Alan Dershowitz, the lawyer who defended former President Donald Trump in his Senate impeachment trial, told Insider that most reputable law firms weren't letting their attorneys go anywhere near Trump as his legal issues snowballed.

"All big-firm lawyers have told me that their firms won't let them do it," Dershowitz said in an interview. "The firms won't let them go near any case involving Trump. These are firms that want to continue to have clients, and they know that if they represent Donald Trump, they'll lose a lot of clients."

Dershowitz spoke from experience.

After he represented Trump in his Senate impeachment trial, Dershowitz said he lost job opportunities and many of his speaking engagements.

"Everybody who has called me has shown reluctance to do it," he said. "They say their law firms won't let them do it. Their husbands or wives won't let them do it. Their children won't let them do it. Their friends won't let them do it, even though they want to do it."

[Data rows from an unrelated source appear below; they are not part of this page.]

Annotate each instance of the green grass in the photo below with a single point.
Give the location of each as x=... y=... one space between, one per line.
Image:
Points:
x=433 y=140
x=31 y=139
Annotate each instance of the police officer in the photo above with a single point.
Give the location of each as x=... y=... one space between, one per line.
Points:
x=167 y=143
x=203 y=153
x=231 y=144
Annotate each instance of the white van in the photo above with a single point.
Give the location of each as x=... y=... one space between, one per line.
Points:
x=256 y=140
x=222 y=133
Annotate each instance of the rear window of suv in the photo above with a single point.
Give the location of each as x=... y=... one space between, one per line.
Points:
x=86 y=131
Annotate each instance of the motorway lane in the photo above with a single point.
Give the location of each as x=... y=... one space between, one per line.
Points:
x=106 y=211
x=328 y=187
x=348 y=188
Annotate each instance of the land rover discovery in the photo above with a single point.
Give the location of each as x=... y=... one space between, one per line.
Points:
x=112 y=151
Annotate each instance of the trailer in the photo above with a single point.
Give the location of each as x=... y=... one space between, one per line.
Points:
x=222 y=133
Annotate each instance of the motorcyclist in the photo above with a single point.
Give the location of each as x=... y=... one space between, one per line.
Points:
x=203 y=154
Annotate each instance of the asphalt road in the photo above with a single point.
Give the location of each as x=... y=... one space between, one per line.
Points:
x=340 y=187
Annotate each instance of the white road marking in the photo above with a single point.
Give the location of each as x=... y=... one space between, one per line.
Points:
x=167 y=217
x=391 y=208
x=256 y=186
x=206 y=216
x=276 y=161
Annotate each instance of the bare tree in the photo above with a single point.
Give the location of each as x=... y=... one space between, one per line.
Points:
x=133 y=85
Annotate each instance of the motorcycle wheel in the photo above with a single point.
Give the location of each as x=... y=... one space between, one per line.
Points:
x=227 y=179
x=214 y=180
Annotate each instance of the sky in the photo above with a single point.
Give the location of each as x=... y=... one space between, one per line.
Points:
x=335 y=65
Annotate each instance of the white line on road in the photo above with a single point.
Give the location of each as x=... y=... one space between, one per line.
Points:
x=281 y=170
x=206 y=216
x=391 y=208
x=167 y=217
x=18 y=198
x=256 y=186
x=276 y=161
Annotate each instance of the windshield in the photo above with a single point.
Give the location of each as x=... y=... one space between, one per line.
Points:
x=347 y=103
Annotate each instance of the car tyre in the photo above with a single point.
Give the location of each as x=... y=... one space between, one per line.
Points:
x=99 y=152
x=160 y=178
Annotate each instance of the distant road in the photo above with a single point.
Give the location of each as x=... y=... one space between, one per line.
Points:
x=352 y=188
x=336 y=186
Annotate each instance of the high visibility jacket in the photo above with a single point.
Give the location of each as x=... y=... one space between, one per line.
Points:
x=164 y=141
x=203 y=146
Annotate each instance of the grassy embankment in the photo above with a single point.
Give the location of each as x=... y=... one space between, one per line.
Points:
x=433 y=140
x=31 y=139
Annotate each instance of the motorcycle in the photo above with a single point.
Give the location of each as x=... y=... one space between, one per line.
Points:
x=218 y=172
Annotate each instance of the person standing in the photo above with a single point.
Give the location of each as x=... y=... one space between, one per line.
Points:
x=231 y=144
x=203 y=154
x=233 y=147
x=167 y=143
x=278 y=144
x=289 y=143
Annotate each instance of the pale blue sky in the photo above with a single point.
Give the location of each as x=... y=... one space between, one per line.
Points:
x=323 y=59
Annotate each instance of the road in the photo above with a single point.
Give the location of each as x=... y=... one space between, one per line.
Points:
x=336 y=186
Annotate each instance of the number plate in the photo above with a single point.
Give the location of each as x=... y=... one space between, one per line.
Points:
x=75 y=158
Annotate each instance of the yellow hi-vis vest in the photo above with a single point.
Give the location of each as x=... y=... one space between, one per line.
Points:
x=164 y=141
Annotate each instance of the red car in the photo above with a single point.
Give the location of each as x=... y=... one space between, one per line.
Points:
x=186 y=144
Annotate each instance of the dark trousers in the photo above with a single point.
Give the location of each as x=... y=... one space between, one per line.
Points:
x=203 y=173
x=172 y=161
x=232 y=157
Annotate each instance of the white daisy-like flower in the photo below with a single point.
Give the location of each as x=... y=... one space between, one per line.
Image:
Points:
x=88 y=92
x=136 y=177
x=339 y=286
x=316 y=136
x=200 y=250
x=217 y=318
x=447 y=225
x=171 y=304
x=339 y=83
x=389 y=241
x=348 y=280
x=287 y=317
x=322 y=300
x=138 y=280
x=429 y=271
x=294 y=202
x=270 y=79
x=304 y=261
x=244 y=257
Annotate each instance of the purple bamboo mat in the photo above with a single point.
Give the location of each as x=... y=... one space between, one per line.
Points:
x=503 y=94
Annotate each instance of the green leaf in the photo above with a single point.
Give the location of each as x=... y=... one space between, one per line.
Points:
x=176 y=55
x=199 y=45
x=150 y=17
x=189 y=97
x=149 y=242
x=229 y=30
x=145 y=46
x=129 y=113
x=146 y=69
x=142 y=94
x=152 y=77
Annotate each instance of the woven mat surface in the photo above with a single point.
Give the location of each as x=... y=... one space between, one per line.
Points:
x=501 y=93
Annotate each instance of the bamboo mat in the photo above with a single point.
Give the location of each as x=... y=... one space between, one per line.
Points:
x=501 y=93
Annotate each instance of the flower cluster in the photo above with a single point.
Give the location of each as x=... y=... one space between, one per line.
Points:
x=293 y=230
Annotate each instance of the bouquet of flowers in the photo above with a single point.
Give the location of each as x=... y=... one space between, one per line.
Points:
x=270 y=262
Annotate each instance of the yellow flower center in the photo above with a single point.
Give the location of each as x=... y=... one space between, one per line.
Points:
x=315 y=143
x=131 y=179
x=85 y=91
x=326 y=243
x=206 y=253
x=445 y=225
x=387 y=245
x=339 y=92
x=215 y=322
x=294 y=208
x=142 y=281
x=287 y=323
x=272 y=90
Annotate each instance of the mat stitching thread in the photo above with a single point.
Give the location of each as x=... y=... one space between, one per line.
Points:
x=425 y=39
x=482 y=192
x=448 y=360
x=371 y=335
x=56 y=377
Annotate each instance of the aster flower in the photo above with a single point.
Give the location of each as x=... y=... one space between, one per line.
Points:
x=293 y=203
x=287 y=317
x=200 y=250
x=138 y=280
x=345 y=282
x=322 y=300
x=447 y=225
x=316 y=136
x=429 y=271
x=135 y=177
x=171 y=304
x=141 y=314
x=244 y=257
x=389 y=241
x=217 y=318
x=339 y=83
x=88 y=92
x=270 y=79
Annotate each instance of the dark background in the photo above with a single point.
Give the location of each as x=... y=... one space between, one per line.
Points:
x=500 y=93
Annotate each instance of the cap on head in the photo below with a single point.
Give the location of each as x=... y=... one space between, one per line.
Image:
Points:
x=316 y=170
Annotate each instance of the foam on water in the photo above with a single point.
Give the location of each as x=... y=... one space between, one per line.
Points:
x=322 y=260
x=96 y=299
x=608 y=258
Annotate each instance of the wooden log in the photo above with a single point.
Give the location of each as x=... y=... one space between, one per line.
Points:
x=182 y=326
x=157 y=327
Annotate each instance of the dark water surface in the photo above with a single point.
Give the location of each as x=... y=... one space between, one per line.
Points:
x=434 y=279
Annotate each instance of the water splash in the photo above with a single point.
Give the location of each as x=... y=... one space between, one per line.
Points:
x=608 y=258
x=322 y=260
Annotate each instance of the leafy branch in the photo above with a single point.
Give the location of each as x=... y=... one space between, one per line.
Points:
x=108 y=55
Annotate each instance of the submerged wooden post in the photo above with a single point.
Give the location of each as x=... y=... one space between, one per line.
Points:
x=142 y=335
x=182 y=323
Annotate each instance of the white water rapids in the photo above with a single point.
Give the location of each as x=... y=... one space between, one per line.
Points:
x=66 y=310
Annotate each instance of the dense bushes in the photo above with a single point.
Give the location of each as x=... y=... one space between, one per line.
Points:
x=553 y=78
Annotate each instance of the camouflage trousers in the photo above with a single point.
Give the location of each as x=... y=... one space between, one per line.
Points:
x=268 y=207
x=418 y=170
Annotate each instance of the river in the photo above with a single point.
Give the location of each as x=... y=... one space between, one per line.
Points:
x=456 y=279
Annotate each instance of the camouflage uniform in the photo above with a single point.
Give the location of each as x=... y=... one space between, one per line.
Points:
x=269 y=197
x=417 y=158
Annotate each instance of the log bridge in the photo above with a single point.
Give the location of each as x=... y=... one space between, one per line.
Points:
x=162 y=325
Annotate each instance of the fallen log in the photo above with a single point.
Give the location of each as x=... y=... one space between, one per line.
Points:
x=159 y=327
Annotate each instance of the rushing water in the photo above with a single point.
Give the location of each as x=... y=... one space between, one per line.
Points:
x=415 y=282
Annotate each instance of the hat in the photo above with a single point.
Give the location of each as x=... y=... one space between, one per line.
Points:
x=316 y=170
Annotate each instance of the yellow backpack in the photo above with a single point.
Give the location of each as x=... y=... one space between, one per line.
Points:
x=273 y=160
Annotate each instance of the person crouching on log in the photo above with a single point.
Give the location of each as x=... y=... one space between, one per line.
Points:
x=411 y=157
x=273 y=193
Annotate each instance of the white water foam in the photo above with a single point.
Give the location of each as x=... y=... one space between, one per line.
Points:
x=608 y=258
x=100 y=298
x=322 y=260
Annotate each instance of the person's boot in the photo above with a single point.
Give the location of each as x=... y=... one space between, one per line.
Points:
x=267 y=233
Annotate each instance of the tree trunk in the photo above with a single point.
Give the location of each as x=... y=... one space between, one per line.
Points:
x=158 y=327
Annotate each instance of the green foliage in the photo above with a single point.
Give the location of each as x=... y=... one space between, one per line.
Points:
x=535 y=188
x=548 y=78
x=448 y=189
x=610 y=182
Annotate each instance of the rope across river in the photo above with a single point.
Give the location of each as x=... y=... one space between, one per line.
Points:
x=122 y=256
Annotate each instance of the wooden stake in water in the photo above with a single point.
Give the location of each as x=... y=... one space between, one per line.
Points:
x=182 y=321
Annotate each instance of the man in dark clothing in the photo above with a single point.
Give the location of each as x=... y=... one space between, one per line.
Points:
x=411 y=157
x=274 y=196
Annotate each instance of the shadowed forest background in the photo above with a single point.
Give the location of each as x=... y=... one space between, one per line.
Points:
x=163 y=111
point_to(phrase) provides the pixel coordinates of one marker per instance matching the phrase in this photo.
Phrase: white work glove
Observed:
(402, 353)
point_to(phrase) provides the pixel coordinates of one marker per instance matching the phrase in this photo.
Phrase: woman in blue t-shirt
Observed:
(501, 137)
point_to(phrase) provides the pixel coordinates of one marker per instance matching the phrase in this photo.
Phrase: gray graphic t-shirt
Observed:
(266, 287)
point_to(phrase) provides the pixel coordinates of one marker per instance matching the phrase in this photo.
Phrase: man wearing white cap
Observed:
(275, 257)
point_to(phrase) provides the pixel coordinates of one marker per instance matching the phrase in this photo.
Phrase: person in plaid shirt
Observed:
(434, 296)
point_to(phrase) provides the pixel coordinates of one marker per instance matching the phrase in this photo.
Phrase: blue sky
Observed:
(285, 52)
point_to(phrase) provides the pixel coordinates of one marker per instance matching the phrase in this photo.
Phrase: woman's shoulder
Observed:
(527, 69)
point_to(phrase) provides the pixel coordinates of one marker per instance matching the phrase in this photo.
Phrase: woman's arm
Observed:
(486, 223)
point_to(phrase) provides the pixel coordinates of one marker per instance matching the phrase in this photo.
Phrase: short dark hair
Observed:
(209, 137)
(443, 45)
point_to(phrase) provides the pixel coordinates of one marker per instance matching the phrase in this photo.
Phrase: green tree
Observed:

Dershowitz said that since he represented Trump, at least six lawyers had asked him about what it was like working for the former president and whether it affected his career. In one conversation, when Dershowitz told another attorney about his experience being blacklisted, he said the person responded, "I'm not going near this with a 10-foot pole."

There are other reasons big-name lawyers are reluctant to represent the former president.

"He likes to run the show, and as the old saying goes, if you represent yourself, you've got a fool for a client," one lawyer familiar with the Trump team's thought process said. "He's a big believer in the public-relations assault, which I've never seen work. I don't see anybody with any experience it takes to represent a former president in a case like this. There's a lot at stake here."

Trump is at the center of a number of state and federal criminal investigations. At the forefront is the Justice Department's inquiry into whether Trump broke three federal laws, including the Espionage Act, when he moved government records from the White House to Mar-a-Lago upon leaving office.

The department has also zeroed in on the former president in its sprawling criminal investigation into events surrounding the Capitol riot and subpoenaed a number of former top White House officials. Prosecutors also subpoenaed the National Archives and Records Administration for all the White House records it turned over to the House select committee investigating the January 6 attack.

In Georgia, the Fulton County district attorney's office is investigating whether Trump and his allies broke Georgia laws in their quest to nullify President Joe Biden's 2020 victory in the state. And in New York, the Manhattan district attorney's office recently secured a plea deal with Trump's chief bookkeeper, Allen Weisselberg, who this week pleaded guilty to more than a dozen felonies and agreed to implicate the Trump Organization.

"The classified-documents case is an easy one," the lawyer familiar with the Trump team's thought process told Insider. "It's open and shut. He took an administrative issue and turned it into a full-blown criminal case."

They added: "He should be worried about all these investigations. I think he's a target of all of them, and I think he'll get indicted."

Trump's office did not immediately respond to a request for comment.